7.20.2015

Haïku de route-71/ Deadman Creek













Les raisins sont comme le melon, comme les tomates, la laitue, comme les fruits qu'on a essayé, les fruits quand ils ne sont pas en conserves, gluants et que les cerises goûtent la pêche, les légumes quand ils ne sont pas cuits et assaisonnés avec des herbes en poudre achetées au kilo. Les melons, les tomates, nos raisins, ce n'est que de l'eau à mâcher. La délicatesse californienne c'est savoir savourer l'eau déversée par centaines de milliers de litres dans les cultures, détournée des Creeks, pompée des lacs et des nappes. Cette eau que tout le monde devra rationner l'année prochaine, c'est elle, la joie du fruit, sa richesse, le goût de cet eau si rare. Il faut juste avoir compris ça et tout devient délicieux. On est allé les manger un peu à l'écart, quelques pas derrière les toilettes. On voulait se dégourdir un peu les jambes, fouler un peu de brindilles, donner de l'humus à nos semelles, les changer du bitume et essayer de prendre un peu d'odeur verte, voir si le printemps exhale un peu. Ma mère s'est assise sur un rondin, près d'un reste de feu. J'ai fait quelque pas. Mes jambes sont un peu lourdes. Je suis pas fait pour passer mes journée assis.  En contre-bas, une clairière. Ma mère s'extasie sur la taille des pives. Elles sont vraiment grosses. Nous ne sommes plus très loin de notre prochaine halte. Il n'est pas encore midi. Le sol est sec.

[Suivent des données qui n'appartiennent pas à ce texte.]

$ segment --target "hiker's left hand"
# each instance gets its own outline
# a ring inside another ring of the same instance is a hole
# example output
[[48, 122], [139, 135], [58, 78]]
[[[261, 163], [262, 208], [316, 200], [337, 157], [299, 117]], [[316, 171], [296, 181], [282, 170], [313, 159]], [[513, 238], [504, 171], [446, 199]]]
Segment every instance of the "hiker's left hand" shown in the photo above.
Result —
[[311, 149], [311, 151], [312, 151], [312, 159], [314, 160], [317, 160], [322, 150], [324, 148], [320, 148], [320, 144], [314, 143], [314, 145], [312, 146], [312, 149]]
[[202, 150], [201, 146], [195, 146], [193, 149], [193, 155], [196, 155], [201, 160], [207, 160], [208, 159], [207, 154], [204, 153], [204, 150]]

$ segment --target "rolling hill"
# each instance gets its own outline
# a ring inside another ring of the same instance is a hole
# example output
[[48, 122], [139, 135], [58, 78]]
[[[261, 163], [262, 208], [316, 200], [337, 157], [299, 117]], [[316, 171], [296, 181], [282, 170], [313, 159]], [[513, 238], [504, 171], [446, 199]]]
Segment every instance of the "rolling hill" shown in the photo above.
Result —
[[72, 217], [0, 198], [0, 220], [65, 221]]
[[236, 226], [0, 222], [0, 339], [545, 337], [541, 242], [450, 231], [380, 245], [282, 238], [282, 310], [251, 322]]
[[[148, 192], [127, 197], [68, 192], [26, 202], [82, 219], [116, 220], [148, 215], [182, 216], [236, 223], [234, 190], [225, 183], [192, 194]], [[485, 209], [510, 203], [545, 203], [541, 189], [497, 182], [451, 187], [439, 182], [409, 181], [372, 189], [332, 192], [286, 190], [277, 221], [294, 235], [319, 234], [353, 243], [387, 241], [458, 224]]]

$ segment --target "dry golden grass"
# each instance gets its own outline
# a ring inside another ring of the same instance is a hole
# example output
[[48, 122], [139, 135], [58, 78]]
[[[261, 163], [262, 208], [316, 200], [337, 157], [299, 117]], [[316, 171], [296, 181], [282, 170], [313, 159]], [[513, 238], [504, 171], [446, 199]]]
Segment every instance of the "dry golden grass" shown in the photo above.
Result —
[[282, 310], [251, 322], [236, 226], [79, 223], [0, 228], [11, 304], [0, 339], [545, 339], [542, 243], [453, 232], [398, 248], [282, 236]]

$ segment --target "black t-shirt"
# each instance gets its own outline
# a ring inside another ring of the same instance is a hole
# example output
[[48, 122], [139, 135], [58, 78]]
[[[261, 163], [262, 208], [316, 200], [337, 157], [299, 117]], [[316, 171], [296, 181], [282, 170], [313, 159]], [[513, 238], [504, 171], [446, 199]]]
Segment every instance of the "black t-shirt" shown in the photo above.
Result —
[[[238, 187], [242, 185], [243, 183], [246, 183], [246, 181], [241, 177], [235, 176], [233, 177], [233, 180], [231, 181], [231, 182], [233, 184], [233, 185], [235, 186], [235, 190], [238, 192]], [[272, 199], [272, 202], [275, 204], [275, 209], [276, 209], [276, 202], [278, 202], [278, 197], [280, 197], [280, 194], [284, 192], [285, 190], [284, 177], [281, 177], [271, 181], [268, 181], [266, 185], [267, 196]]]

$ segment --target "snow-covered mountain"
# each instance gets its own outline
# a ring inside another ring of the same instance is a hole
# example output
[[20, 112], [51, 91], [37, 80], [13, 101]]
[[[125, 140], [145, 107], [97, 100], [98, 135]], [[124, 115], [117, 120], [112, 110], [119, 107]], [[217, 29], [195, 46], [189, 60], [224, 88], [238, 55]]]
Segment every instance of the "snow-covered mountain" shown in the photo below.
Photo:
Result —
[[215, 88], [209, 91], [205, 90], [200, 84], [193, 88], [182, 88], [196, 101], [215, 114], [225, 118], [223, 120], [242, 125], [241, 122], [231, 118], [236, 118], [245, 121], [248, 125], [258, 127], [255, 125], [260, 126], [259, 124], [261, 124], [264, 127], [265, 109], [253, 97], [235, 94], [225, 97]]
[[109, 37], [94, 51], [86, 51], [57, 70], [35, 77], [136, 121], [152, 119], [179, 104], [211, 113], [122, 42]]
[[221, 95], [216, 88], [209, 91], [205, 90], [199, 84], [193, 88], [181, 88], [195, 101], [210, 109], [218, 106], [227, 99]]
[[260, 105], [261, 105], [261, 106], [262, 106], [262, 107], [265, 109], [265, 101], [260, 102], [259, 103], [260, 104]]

On fume une cigarette devant le parking. Je respire. Je regarde l'aire de repos. On lui a donné la forme d'une goutte. Une goutte d'asphalte et de béton. Ma mère retourne vers le Ford. Un bébé pleure. Un homme ferme les vitres de sa voiture. Il sort, ouvre le coffre, prend une glacière. Je laisse tomber la fin du tabac en frottant mon mégot entre le pouce et l'index. Je vais jeter le filtre à la poubelle. La femme me regarde. Elle a les cheveux propres, tirés en arrière, les lunettes de soleil sur le haut du front. Elle tient son bébé dans les bras. Je la regarde. La dernière cendre fume sur le sol derrière moi. Je lui souris. L'homme est déjà dans le sous-bois. Il a posé la glacière sur une des tables et retourne vers sa voiture, peut-être chercher une deuxième glacière. Je retourne vers la Ford où ma mère m'attend. J'enlève ma chemise avant d'entrer dans la voiture. Un car noir entre dans le parking. Il y a 8 places de stationnement pour les bus. C'est le moment de partir. On a été plutôt bon sur le timing. J'essaye d'imaginer huit cars de touristes débarquant en même temps. Un écoulement d'angoisse me lèche la colonne. J'arrête assez vite d'y penser. Je suis sûr que ma mère fera les mêmes commentaires sur la folie de l'embranchement.


Je me demande où mène la Deadman Cr Rd. Je ne sais pas si nous sommes la cicatrices qui tranche et enterre la Deadman Creek ou si c'est elle la cicatrice qui verdit un plan pelé de chaque côté de la 395. Un homme lui a donné ce nom. Quelqu'un a appelé cette cicatrice "Deadman". Est-ce que le cadavre s'était noyé dans 30 cm d'eau? Est-ce qu'il a été bouffé par une bête? Non.. C'est trop banal comme mort. Il ne devait pas connaître le cadavre. Sinon il l'aurait probablement appelé "Tom's Creek" ou "Jack's Creek", pas "Deadman Creek". Et il ne devait y en avoir qu'un. Il l'aurait mis au pluriel si ça avait été un groupe, une famille, une bande de trappeur. Non. Il ne devait y avoir qu'un seul gars. Peut-être le premier gars que le type qui a nommé cette Creek a croisé après des semaines ou des mois d'errance ou de trappe. Et ce mort a dû le marquer, le marquer suffisamment pour qu'il nomme la Creek ainsi. Des cadavres sur la route, sur les piste, dans les bois ou dans le désert, la mort, la mort brute devait plus être la règle que l'exception à cette époque. Et ce mort devait avoir un truc particulier. Un inconnu. Avec un truc particulier. Un jour, peut-être je reviendrai par là. Je prendrai la Deadman Cr Rd. Et je remonterai la rivière. Peut-être qu'au sommet, il y aura un campement de caravanes. Puis je redescendrai. Je passerai sous la 395 et je la suivrai jusqu'à ce qu'elle se jette dans la Owen's River. C'est un but comme un autre.